Donald Trump has warned Nicolás Maduro he can “do things the easy way … or the hard way” as Venezuela’s authoritarian leader responded to the growing US pressure campaign by urging followers to prepare to defend “every inch” of the South American country.

Dressed in woodland camouflage, Maduro said at a rally in the capital, Caracas, it was their historic duty to fight against foreign aggressors, just as Venezuelan liberation hero Simón Bolívar did two centuries ago.

“We must be able to defend every inch of this blessed land from any kind of imperialist threat or aggression, no matter where it comes from,” Maduro declared in his Tuesday address to the “revolutionary people of Caracas”.

“I swear before our Lord Jesus Christ, that I will give everything for the victory of Venezuela,” Maduro said, promising to protect the skies, mountains and plains of his country.

Related: US justice department memo on boat attacks diverges from Trump’s narrative

Speaking on Air Force One as he flew to Florida, Trump declined to explain the precise purpose of his four-month campaign against Venezuela, although many suspect it is designed to topple Maduro, who is understood to have stolen last year’s presidential election.

Officially, the huge US military deployment in the Caribbean Sea is part of a crackdown on Latin American drug traffickers “flooding” the US with drugs.
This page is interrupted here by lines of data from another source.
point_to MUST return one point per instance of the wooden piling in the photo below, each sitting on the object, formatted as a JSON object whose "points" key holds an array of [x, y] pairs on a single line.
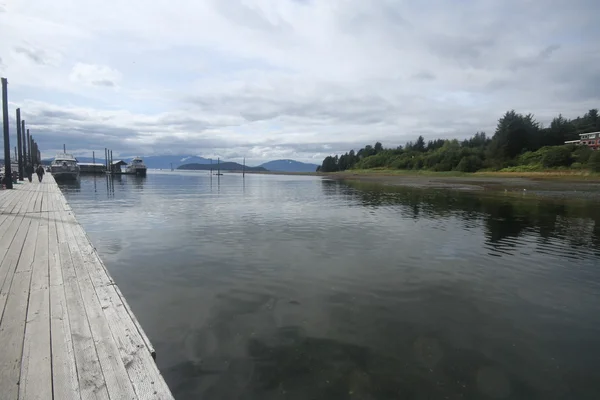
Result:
{"points": [[24, 143], [29, 157], [19, 145], [7, 166]]}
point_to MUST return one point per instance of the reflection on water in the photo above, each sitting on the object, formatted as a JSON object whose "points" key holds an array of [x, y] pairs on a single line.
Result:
{"points": [[296, 287]]}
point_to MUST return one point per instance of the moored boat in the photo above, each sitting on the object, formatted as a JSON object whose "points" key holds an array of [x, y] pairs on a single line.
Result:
{"points": [[137, 167], [64, 167]]}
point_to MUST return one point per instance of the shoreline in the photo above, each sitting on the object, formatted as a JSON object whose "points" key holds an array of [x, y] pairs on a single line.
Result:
{"points": [[541, 184]]}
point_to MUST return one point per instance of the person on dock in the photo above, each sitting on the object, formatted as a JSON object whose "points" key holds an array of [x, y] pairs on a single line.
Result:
{"points": [[40, 171], [29, 171]]}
Washington has accused Maduro of running one narco “cartel” – the “Sun Cartel”, which this week was designated a foreign terrorist organization – although many experts say the group does not actually exist.

“I’m not going to tell you what the goal is. You should probably know what the goal is,” Trump said of his crusade, indicating that he “might” talk to Maduro.

“If we can save lives, if we can do things the easy way, fine. And if we have to do it the hard way, fine too,” the US president told reporters.

Trump’s future plans for South America’s sixth largest country – and the nation with the world’s largest proven oil reserves – remain shrouded in mystery.

“Maduro and many of his cohorts consider US military threats a bluff,” a source in regular contact with top Venezuelan officials told the Wall Street Journal this week.

“Maduro believes the only way the United States can oust him is by sending troops to Caracas,” the person added.

Given Trump’s reluctance to send US troops into combat overseas, this seems highly unlikely. But many observers suspect that, after carrying out more than 10 deadly airstrikes targeting suspected drug-smuggling boats in the Caribbean Sea, Trump’s next move will be US strikes on Venezuelan soil.

“I think we’re going to start blowing things up. I think we have to do something because there’s too much force out there [in the Caribbean] not to do something,” said Douglas Farah, a national security adviser and Latin American expert who advised the US government on Venezuela during Trump’s first term.

Farah said that his biggest fear was that – even if the United States launched some kind of attack, perhaps targeting a major Caribbean port from which cocaine was smuggled – it would not succeed in overthrowing Maduro, just as Trump failed to overthrow him in 2019.

“[If that happens] Maduro will feel empowered. He will say: ‘Yes, I defeated the United States,'” said Farah. And any chance of the Venezuelan dictator leaving power “in some kind of orderly way will end again for another 10 years”.